I think when a plant needs to be kept "evenly moist" - I should stay away from terracotta and stick with something less porous.

G'bye old chums. I hardly knew ye. Sniff.

Subquestion: Should I fight or surrender to the pang that drives me back to the nursery for replacements plants?

8 comments:

Nancy J. Bond said...

Oh, definitely surrender to the urge to buy replacements! Always. :) I know what it feels like to lose a plant ::sniff:: I've been trying to keep a miniature rose alive long enough to re-pot it and set it outdoors when it's warm enough.
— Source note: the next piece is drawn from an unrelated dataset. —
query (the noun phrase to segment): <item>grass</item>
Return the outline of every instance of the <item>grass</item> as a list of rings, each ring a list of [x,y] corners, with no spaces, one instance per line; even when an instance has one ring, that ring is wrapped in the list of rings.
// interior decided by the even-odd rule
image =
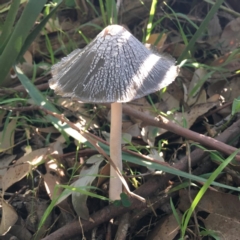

Of course, at the rate we're going here in NS, that could be mid-July! :)

VegMama said...

Get thee to a nursery!

GardenJoy4Me said...

Exactly ! .. plants that need to be kept evenly moist ..do NOT use porus terra cotta .. glazed or even the dreaded good looking plastic, yet with good drainage at the bottom.
I have kept my indoor garden of succulents alive because I do use nonglazed porus terra cotta .. it keeps me from over watering them . so it works both ways ..
I have a Maiden Hair fern in my garden I have to transplant to a shadier spot .. they are picky !
Good luck !
Joy

Jane Marie said...

I can't keep a rosemary plant going indoors. But I keep trying -- over and over again. Never give up, you might just find the magic combination that works for you and your environment.

Ann said...

I'm miserable with houseplants. But you'd never know because I joyfully trot off to the nursery and get replacements. They are to bring you positive energy not guilt and negativity!

Tracey said...

Hello friends!

I am *so* going to the nursery this weekend - guilt-free. Thanks for the encouragement. I will. I will. I will nurture a maidenhair fern for more than a month. Even if it takes me 10 years to figure it out . . .

Lonnie said...

Jane Marie,

Why not just grow your Rosemary outside? Thare are several cultivars that are hardy in Central VA (I've had good luck with "Salem")

There are also native rosemaries (Conradina) that are reportedly hardy to 5 or 6. I've found the Cumberland rosemary even has bigger flowers and a better form than the European one.

The trick to rosemary (and lavander) is that in the wild they just grow in cliffs in little to no soil at all. In other words, drainage is *critical*. If you must grow them inside, provide lots of light, a clay pot and a loose freely draining soil.

As for killing plants... I've certainly killed my share. I generally have a three-strike policy (that if I've killed it three times them i'm not allowed to try again unless I've just got a really compelling reason). That said, after getting some really good advice from Tracey on seeds I'm trying Indian Paintbrush again from seed and having more success...

missficklemedia.com said...

Ah, so it happens to the pros too.
Now I do not feel so bad, except for your anguish.